Run the runner manager in a container:

```dockerfile
FROM ubuntu:22.04

RUN apt-get update && apt-get install -y \
    python3 python3-pip curl tar git docker.io

COPY runner_manager.py /app/
COPY .env /app/

WORKDIR /app
CMD ["python3", "runner_manager.py", "run"]
```

Build and run:
```bash
docker build -t runner-manager .
docker run -v /var/run/docker.sock:/var/run/docker.sock \
  --env-file .env runner-manager
```

## Contributing

Improvements and bug fixes are welcome!

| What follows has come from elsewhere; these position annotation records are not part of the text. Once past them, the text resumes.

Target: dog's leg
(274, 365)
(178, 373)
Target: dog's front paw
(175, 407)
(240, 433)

Please:

1. Test changes thoroughly
2. Update documentation
3. Follow existing code style
4. Submit pull requests to the main repository

## Support

For issues and questions:
- GitHub Issues: https://github.com/tzervas/embeddenator/issues
- Documentation: https://github.com/tzervas/embeddenator
- Workflow Documentation: `.github/workflows/README.md`

## License

This runner automation system is part of the Embeddenator project and is licensed under the MIT License.